Enquanto outras empresas do setor de bens de consumo têm enfrentado dificuldades com clientes que resistem a itens de preços mais altos, o Walmart registrou fortes vendas nos últimos trimestres, em grande parte devido a uma base de clientes cada vez mais rica.
Essa tendência se manteve no trimestre mais recente, com o comércio eletrônico contribuindo mais para as vendas comparáveis da empresa. A receita total aumentou 5,6% no trimestre, atingindo US$ 190,66 bilhões, um pouco acima das expectativas.
"O ritmo das mudanças no varejo está se acelerando... Para nossos clientes e membros, o futuro é rápido, conveniente e personalizado", disse Furner em um comunicado. A empresa também anunciou um novo plano de recompra de ações no valor de US$ 30 bilhões.
A ERA FURNER
Os mercados comemoraram Furner. A nomeação de Furner ocorre após sua liderança nos negócios do Walmart nos EUA (link) durante a pandemia e seus esforços para se adaptar às mudanças impulsionadas pela IA antes dos concorrentes. A unidade norte-americana do Walmart, agora liderada por David Guggina (link), representa quase 70% de sua receita anual.
As ações da empresa têm apresentado um desempenho consistentemente superior, com ganhos de 22% no último ano, o que a tornou a primeira varejista a ultrapassar US$ 1 trilhão (link) em valor de mercado.
Como uma das primeiras grandes redes varejistas dos EUA a divulgar informações sobre o crucial trimestre de festas de fim de ano, os resultados do Walmart revelam como os norte-americanos reagiram às tarifas impostas pelo presidente Donald Trump a países como a China, onde grande parte dos produtos natalinos norte-americanos é produzida (link).
As vendas no varejo dos EUA (link), excluindo automóveis, gasolina, materiais de construção e serviços de alimentação, recuaram 0,1% em dezembro, após um aumento de 0,2% em novembro, sugerindo que os consumidores reduziram seus gastos devido ao maior custo das mercadorias, em parte devido às tarifas de importação.
No entanto, o Walmart saiu ileso, registrando um aumento de 4,6% nas vendas em lojas comparáveis nos EUA no quarto trimestre, que inclui novembro, dezembro e janeiro.
Os analistas previam um aumento de 4,2%. Dados fornecidos pela Placer.ai, empresa de monitoramento de fluxo de clientes, mostraram que as visitas às 4.600 lojas do Walmart aumentaram em todos os meses do trimestre.

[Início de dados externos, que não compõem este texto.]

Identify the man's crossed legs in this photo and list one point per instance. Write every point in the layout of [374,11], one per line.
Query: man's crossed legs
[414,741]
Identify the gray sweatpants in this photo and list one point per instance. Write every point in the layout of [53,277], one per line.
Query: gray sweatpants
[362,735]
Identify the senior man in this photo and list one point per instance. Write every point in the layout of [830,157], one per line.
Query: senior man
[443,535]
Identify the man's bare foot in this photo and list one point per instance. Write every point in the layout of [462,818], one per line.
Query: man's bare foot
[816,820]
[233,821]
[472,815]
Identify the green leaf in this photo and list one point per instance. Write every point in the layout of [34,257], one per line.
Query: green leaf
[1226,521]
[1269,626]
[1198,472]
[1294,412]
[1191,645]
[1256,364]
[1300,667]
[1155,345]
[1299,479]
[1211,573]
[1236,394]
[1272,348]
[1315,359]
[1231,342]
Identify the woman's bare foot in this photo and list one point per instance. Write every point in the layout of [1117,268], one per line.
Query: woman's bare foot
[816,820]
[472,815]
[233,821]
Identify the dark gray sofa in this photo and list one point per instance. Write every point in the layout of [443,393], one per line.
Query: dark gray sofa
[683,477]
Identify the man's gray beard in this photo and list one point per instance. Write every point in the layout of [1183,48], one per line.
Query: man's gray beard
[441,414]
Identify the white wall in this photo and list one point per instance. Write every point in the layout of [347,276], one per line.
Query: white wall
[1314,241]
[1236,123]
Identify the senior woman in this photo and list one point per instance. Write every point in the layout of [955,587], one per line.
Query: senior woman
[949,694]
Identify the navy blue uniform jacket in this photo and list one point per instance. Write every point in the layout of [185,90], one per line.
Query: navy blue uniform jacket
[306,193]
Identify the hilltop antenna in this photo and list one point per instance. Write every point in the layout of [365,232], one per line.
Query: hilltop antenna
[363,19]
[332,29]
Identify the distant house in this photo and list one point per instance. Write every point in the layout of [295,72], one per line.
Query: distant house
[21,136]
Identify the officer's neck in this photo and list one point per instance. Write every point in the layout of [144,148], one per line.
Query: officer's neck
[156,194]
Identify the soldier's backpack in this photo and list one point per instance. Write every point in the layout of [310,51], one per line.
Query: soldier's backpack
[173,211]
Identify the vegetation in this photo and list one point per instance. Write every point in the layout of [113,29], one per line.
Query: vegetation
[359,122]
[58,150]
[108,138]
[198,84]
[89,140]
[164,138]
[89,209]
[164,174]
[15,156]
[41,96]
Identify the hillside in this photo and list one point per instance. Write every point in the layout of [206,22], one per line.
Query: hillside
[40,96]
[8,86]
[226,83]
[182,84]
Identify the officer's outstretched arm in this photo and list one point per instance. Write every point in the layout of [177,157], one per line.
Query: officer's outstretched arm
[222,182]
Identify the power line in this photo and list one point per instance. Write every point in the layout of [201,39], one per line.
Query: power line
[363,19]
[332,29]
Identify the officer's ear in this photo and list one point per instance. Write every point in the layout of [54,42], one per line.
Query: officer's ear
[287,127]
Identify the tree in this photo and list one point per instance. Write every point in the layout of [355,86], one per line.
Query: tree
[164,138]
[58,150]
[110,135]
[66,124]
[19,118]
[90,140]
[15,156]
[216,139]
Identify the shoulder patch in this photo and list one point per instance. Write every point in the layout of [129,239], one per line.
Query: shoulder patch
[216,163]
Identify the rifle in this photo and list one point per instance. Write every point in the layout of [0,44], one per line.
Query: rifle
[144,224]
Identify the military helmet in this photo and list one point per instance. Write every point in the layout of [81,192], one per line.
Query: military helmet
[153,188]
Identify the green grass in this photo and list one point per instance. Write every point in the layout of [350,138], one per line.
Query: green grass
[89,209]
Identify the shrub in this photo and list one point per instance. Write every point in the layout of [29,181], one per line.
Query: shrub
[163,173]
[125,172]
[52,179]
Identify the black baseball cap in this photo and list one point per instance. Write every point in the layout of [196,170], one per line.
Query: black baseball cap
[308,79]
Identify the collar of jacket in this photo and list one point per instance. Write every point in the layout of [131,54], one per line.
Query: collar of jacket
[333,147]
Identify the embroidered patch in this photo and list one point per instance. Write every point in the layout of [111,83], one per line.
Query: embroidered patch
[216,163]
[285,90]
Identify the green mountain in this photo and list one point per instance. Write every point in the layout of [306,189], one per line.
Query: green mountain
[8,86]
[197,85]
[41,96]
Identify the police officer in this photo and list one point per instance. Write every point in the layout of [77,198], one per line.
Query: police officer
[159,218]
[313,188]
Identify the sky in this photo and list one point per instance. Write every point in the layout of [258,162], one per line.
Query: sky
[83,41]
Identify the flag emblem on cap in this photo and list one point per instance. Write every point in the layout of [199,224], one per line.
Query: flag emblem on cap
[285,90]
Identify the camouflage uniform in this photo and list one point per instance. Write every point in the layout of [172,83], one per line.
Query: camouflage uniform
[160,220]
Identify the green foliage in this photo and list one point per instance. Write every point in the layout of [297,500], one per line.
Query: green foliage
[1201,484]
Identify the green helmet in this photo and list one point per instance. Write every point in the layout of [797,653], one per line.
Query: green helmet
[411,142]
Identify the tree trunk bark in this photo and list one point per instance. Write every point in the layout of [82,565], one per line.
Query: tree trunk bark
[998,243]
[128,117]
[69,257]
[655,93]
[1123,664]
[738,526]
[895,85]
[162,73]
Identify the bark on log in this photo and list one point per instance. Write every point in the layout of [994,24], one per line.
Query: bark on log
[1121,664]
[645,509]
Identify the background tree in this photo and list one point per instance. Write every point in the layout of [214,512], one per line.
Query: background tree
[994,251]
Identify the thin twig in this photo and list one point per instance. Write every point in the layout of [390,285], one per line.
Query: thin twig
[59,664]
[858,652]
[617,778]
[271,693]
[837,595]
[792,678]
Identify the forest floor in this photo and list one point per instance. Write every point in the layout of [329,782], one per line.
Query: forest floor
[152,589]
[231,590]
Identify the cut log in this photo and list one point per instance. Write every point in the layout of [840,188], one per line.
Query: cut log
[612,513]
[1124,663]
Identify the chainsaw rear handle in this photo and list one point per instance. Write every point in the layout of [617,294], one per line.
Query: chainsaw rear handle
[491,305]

A gigante do varejo (link), com seu domínio no setor de supermercados e sua capacidade de garantir os preços mais baixos junto aos fornecedores, tornou-se uma escolha popular entre os consumidores que buscam bom custo-benefício em todas as faixas de renda.
O E-COMMERCE BRILHA
Nos últimos dois anos, o aumento da participação de mercado da rede sediada em Bentonville, Arkansas, foi impulsionado por famílias com renda superior a US$ 100.000. A empresa também fortaleceu suas vendas online, graças às entregas no mesmo dia e em dois dias, além dos serviços de retirada na calçada.
As vendas online do Walmart nos EUA aumentaram 27% no trimestre, seu 15º aumento trimestral consecutivo de dois dígitos. Os novos compradores ajudaram a impulsionar as vendas de itens com margens mais altas, como roupas, eletrodomésticos, móveis e brinquedos.
As vendas por meio de canais de entrega expressa com atendimento na loja cresceram mais de 50% no trimestre, informou a empresa.
A maior varejista do mundo prevê vendas líquidas consolidadas para o ano fiscal de 2027 aumentarem entre 3,5% e 4,5%, em comparação com as expectativas dos analistas de aproximadamente 5% de aumento, de acordo com dados compilados pela LSEG.
A empresa previu lucro ajustado por ação entre US$ 2,75 e US$ 2,85, abaixo das expectativas de US$ 2,96.